I want to start this blog saying that I can’t predict the future. I just want to share some thoughts I have about the market. I’m 46 years old so I have seen some markets rise and fall over my lifetime.
Let me start with a short story. When I was young my dad was always into Corvettes. He always wanted a “mid-year” corvette (1963-1967) and finally bought a 1966 corvette coupe in the mid 1980’s. He put in a lot of hard work to restore the car back to original. My dad and I would go to Corvettes of Carlisle in Pennsylvania every year starting in the early 2000’s. I would see the prices of the cars rise year after year all the way into the 2010’s. After 2010 some of the prices began to fall and I also started to notice another trend. I noticed that there was less and less older Corvettes showing up. The older guys were still there but they were driving newer more comfortable and reliable corvettes. This trend continues and this year was another year that there were way more newer corvettes (many current model year) as compared to older ones. What happened? Here’s my take:
Many of the classic Corvette owners wanted the car they couldn’t afford in high school. As they got older, they kept their eye on the market and their passion alive thinking someday I will get it. Life moves on and for many as they get older things change. Their kids move out, they pay off the mortgage, they approach retirement and they can finally afford the car that they always wanted.
When some got their classic vette it was a short-lived honeymoon. I say this because many people are used to driving quiet comfortable newer cars. The classic looks great but when they drive it smells like gas, is so loud that you can’t have a conversation, and the air conditioning doesn’t work so well if it has air conditioning at all. Once the honeymoon period ends many start looking at the new model vettes. Why? Comfort. They start to realize they don’t drive the classic as much as they thought they would.
Many kept the classic vettes for years even though they didn’t drive them much. As years go by the “sentimental window” starts to pass. What I mean by this is that the guys who wanted the mid-year corvettes and saw them when they were young are now older and really don’t want to drive them. The generation behind like the mid-year cars but they don’t have the sentimental attachment to them so they don’t value them as much. I think the value drops due to this timing shift in sentimental value. I see this in real life as I get older. I would pay a premium for items I grew up with where younger and older generations don’t care as much.
Ok let’s bring this to the three wheeler market. In my opinion 1986 was the pinnacle of the three wheeler. So, if you were 13 to 18 years old in 1986 you would be 50 to 55 in 2023. The people who grew up around the 3 wheelers during the pinnacle are at the age when they typically have more disposable income for a reliving childhood purchase. This may be driving the prices up for the 3 wheelers. Just like in the corvette story there’s a honeymoon phase. If the 50 to 55 year olds have been riding more modern vehicles then some of the three wheelers may not feel the same and they may sell if the three wheeler is just sitting around and not getting ridden.

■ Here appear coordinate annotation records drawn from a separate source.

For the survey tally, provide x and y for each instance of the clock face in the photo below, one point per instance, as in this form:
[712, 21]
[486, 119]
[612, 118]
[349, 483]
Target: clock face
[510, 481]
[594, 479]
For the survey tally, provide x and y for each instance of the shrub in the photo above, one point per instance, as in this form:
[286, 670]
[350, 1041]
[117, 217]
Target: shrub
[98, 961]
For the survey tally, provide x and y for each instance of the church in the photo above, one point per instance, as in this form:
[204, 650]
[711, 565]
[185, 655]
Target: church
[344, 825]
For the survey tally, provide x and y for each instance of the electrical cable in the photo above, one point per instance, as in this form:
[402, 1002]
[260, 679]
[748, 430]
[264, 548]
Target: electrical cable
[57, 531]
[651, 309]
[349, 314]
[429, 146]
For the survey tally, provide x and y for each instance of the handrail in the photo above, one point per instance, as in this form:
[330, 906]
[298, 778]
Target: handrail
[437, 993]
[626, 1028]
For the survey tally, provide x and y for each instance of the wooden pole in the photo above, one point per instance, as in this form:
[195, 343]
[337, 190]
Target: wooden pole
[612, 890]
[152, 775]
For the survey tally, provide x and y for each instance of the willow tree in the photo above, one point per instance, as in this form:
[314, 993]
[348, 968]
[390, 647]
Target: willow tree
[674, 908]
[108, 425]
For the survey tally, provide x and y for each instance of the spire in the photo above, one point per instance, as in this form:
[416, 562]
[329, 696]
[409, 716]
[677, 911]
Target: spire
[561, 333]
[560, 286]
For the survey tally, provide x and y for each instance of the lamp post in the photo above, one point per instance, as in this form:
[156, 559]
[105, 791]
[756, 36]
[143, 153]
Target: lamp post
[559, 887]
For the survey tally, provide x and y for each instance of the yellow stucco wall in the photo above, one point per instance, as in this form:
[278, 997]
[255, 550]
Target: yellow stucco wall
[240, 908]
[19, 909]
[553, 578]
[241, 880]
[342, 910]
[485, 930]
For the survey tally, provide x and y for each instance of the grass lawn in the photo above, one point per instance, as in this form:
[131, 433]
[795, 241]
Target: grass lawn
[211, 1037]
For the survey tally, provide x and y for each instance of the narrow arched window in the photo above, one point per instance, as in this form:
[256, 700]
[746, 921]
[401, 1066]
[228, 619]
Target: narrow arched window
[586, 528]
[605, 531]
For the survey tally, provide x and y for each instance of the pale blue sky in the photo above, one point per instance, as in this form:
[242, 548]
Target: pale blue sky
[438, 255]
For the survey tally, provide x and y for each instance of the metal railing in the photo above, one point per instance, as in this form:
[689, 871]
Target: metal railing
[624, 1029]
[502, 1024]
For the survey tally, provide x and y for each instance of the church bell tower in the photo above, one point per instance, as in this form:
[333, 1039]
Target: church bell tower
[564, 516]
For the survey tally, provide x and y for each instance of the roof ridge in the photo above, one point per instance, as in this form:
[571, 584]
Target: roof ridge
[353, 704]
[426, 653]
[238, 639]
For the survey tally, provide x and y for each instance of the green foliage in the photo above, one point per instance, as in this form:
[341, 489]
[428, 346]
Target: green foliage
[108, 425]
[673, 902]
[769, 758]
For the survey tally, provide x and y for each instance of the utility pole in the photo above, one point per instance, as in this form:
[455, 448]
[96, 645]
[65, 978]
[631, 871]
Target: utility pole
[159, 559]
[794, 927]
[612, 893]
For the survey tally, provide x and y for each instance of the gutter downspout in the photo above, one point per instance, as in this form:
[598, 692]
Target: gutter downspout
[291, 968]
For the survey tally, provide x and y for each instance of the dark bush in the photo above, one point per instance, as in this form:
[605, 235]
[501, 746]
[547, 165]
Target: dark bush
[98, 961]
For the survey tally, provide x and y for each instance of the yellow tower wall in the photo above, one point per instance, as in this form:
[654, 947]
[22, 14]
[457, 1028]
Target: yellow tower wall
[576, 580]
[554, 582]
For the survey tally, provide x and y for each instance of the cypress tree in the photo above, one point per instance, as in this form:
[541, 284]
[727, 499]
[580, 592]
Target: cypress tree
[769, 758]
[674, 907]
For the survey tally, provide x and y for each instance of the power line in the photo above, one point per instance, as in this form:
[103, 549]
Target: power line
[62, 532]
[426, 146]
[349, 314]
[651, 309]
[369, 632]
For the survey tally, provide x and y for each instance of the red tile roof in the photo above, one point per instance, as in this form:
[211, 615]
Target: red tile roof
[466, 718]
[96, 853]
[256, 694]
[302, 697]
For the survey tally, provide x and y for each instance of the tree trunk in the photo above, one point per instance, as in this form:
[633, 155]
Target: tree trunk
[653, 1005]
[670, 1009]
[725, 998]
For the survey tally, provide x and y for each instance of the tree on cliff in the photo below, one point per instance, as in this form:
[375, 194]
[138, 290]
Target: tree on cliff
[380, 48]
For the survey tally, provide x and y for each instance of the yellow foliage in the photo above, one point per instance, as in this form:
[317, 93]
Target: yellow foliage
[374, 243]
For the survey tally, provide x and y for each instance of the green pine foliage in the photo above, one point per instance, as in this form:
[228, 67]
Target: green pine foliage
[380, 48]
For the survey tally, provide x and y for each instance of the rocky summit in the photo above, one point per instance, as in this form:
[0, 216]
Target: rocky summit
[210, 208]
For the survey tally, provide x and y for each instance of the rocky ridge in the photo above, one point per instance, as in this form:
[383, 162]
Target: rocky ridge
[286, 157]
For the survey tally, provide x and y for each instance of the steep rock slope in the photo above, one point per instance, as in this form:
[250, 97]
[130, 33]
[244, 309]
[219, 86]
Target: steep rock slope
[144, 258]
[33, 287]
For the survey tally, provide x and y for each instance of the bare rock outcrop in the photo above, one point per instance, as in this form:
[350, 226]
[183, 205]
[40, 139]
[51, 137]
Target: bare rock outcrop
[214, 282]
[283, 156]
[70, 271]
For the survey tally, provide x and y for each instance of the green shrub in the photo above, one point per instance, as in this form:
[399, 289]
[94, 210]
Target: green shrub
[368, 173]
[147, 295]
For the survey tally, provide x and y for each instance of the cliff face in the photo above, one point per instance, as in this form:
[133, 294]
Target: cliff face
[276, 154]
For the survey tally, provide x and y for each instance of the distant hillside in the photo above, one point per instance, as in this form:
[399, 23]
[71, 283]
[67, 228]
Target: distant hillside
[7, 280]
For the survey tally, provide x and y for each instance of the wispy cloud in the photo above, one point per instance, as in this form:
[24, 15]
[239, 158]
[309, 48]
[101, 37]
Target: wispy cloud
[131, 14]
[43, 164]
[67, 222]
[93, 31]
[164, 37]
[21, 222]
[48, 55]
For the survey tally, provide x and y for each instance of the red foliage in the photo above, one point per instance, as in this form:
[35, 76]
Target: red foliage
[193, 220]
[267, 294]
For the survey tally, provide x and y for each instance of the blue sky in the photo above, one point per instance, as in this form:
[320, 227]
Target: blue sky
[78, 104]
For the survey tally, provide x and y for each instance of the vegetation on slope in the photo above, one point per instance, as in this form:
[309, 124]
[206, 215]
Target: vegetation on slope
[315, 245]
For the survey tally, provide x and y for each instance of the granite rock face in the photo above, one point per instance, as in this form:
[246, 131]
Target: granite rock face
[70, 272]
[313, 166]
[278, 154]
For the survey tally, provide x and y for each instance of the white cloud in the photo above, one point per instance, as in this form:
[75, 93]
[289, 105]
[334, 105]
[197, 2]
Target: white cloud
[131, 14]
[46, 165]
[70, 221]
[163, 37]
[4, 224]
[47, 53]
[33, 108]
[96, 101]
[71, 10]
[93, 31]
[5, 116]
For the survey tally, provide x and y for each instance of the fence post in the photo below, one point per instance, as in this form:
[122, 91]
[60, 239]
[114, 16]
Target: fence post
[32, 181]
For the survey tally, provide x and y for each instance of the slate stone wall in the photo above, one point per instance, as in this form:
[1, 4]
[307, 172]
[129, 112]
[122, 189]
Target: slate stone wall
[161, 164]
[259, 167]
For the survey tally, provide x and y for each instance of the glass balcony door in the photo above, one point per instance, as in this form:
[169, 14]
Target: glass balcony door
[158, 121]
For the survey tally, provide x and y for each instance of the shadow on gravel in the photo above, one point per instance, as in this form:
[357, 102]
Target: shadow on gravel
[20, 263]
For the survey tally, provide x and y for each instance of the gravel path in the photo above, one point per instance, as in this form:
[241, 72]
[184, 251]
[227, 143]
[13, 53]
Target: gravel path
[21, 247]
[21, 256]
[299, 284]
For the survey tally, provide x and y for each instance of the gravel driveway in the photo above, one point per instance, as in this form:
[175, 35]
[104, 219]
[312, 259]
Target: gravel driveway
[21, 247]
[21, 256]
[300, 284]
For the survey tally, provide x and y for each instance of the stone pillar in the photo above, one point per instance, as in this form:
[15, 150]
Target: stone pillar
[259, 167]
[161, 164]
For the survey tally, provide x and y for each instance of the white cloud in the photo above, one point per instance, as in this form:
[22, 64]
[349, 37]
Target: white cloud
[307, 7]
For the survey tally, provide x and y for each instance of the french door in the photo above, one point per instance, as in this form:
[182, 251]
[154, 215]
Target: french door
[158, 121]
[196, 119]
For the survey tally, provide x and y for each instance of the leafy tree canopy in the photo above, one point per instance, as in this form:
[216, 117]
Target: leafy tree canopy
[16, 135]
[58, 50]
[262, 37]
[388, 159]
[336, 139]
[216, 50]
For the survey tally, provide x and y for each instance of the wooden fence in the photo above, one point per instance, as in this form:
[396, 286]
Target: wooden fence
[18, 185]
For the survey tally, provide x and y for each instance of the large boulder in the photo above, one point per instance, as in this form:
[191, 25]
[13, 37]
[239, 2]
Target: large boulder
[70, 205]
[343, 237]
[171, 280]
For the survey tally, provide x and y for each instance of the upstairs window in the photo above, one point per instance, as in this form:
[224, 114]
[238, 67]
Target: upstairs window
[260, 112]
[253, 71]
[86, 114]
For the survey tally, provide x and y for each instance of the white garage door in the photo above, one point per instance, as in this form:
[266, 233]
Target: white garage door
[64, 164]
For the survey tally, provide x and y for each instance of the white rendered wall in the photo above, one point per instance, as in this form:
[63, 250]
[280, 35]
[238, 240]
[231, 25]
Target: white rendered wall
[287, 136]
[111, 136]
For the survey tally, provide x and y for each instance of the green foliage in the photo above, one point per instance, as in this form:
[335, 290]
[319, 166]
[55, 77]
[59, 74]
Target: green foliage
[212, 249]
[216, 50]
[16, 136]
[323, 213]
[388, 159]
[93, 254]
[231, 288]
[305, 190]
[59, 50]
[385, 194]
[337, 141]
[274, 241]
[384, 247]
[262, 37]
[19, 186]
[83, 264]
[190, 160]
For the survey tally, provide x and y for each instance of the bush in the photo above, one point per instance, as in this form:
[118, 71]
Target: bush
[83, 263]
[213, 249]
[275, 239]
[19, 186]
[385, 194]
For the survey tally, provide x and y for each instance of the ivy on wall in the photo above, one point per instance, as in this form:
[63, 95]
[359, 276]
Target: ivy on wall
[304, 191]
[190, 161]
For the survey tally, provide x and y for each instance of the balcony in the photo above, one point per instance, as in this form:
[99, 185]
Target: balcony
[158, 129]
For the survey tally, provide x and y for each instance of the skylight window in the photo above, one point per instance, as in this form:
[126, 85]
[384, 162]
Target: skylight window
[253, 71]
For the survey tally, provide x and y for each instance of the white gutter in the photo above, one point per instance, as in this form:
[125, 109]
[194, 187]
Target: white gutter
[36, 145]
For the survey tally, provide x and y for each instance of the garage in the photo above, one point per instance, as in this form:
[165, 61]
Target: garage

The higher prices may really limit the market as younger buyers may not want to pay the current high prices. Yes, there’s still deals out there but it’s nothing like 10 years ago. Back then three wheelers especially the non-popular models were very affordable and many became father son projects. I don’t know if the younger people who are outside of the sentimental window will continue to pay market prices for these three wheelers. Typically, when prices get to a certain point people will look at a more affordable projects and that’s how new trends start.
Has the 3 wheeler market peaked? I don’t know as I don’t have a crystal ball. I still think there will always be a market for a clean OEM example or the racing models like 250R, Tecate, and Tri Z but I’m not sure about the used rider quality machines. As prices rise you have to think about what other vehicles could you buy for the same price. I remember when Yamaha introduced the first racing quad in a long time - the YFZ 450. This really affected the older 3 and 4 wheel sport and racing market but that's a story for another day.
In conclusion I haven’t purchased many three wheelers recently and I will probably wait things out for awhile to see what happens.